Operator-managed systems have two layers of truth: the Kubernetes object status and the underlying system status. During incidents, inspect both. A custom resource can be accepted by the API while the operator cannot satisfy it because of storage, credentials, permissions, admission policy, or external API failures.
Finalizers
Finalizers are strings on metadata that block deletion until cleanup is done. They are useful for cloud resources, PV cleanup, external DNS records, and operator-managed state. A stuck finalizer means the object has a deletion timestamp but a controller has not removed the finalizer.
Conditions
Modern Kubernetes APIs use conditions to explain state. A condition usually has:
typestatusreasonmessagelastTransitionTime
Read conditions before guessing. They are the controller’s explanation of what it sees.
Commands
kubectl get pods --all-namespaces
kubectl describe pod <pod-name>
kubectl explain deployment.spec
kubectl get deployment <name> -o yaml
kubectl get pod <pod-name> -o jsonpath='{.status.conditions}'
Failure Patterns
| Symptom | Likely Layer | Command Evidence |
|---|---|---|
| Pod stays Pending | Scheduler | Events, resource requests, taints, PVC binding, node selectors |
| Pod starts but gets no traffic | Service readiness | Readiness probe, EndpointSlices, labels/selectors |
| Pod is Terminating forever | Finalizers or node issue | Metadata finalizers, kubelet reachability, volume detach |
| Deployment rollout stalls | Deployment/ReplicaSet | kubectl rollout status, maxUnavailable, failing new Pods |
| StatefulSet replacement stuck | Storage or identity | PVC state, volume attachment, ordered rollout |
| Custom resource accepted but nothing happens | Operator | Operator logs, CR conditions, RBAC, webhook, external API credentials |
| Pod evicted under pressure | Node/kubelet | QoS class, node conditions, ephemeral storage, memory pressure |
Study Cards
What is the smallest deployable unit in Kubernetes?

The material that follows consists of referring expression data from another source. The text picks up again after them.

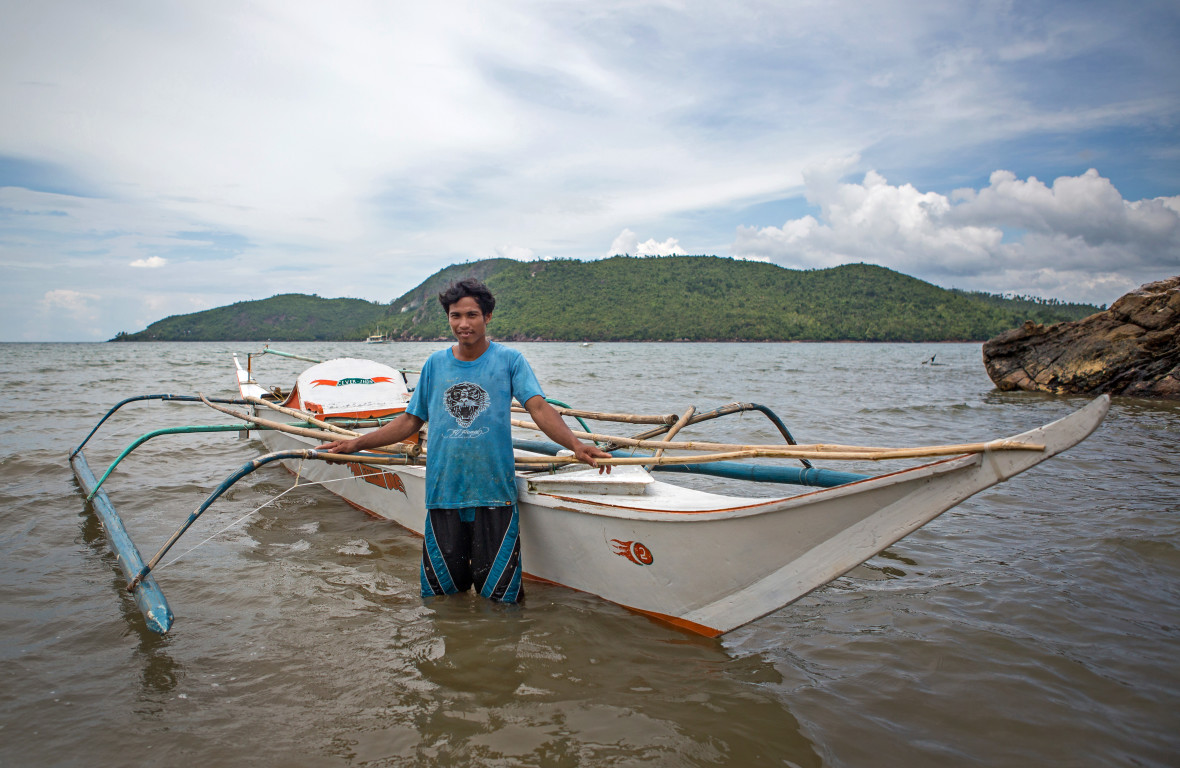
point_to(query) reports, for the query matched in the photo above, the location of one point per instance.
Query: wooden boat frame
(625, 537)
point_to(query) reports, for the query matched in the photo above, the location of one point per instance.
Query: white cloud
(1077, 238)
(628, 242)
(366, 144)
(76, 302)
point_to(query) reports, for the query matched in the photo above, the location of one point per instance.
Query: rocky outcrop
(1131, 349)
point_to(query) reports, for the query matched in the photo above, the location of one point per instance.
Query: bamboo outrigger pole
(814, 451)
(410, 450)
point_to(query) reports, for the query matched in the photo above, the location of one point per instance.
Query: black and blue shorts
(476, 546)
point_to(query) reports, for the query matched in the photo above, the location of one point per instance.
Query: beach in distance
(1034, 624)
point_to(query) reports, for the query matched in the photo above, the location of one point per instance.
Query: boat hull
(703, 562)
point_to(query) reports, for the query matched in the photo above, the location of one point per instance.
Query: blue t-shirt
(467, 404)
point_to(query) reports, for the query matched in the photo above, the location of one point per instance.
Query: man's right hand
(338, 446)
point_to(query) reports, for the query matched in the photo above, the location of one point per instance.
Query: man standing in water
(465, 392)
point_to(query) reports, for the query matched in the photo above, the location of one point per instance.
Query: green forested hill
(283, 317)
(706, 297)
(653, 299)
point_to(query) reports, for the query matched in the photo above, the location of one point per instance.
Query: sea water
(1035, 624)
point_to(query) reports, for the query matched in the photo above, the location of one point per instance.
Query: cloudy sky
(162, 158)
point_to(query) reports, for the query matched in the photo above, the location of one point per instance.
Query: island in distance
(633, 299)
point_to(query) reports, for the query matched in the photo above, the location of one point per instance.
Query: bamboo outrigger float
(705, 562)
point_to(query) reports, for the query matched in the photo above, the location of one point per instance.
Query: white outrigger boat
(705, 562)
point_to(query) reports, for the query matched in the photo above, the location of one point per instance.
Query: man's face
(469, 323)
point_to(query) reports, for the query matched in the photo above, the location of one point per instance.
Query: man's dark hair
(467, 287)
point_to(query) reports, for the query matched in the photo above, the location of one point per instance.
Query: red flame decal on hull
(634, 551)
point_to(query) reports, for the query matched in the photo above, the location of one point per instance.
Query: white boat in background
(705, 562)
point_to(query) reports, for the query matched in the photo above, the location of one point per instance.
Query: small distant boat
(703, 562)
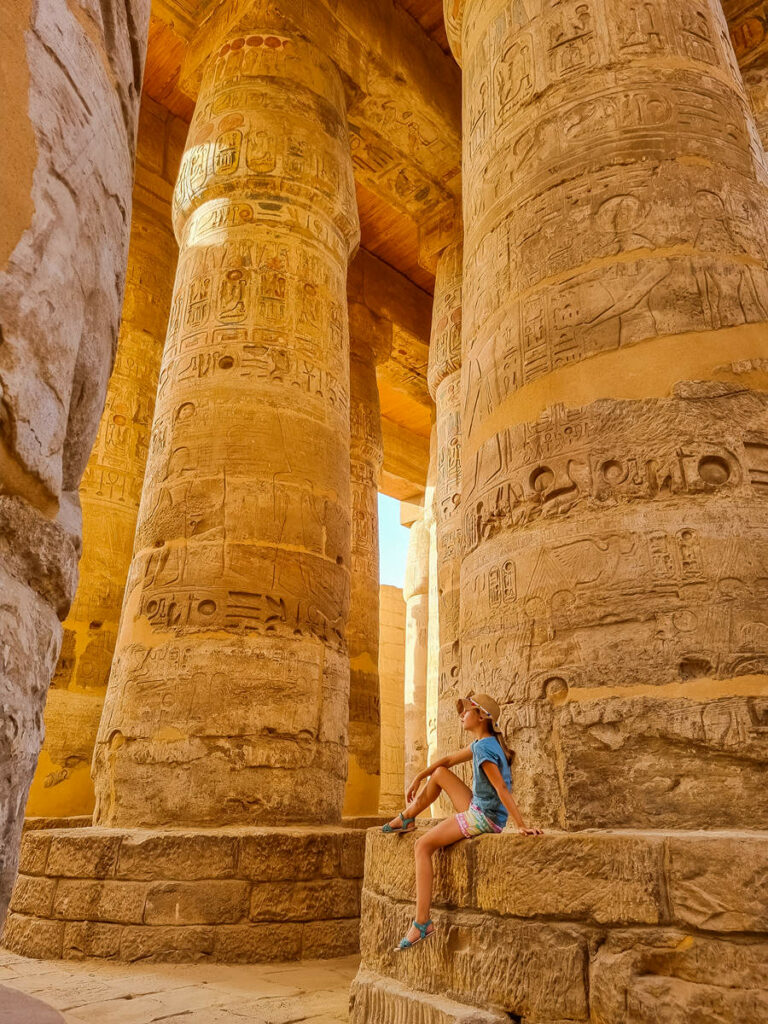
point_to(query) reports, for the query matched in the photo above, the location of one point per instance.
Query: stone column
(366, 456)
(227, 701)
(614, 417)
(416, 593)
(433, 630)
(748, 20)
(444, 386)
(110, 495)
(391, 678)
(70, 88)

A Pod. It wraps one or more tightly coupled containers that share networking and storage context.
What is the difference between spec and status?
Spec is desired state. Status is observed state reported by controllers or node agents.
Does the scheduler start containers?
No. It binds Pods to nodes. The kubelet on the selected node starts containers.
What does admission do in Kubernetes?
Admission plugins and webhooks can default, mutate, validate, or reject API requests before they are persisted.
What is a CRD?
A CustomResourceDefinition extends the Kubernetes API with a new resource type that controllers or operators can reconcile.
What does Kubernetes QoS affect?
QoS class influences eviction priority under node pressure and depends on container CPU and memory requests and limits.
Why can a Kubernetes object be stuck deleting?
A finalizer may be waiting for a controller to finish cleanup before the API server removes the object.
What does readiness affect?
Whether a Pod endpoint should receive Service traffic. It is separate from process liveness.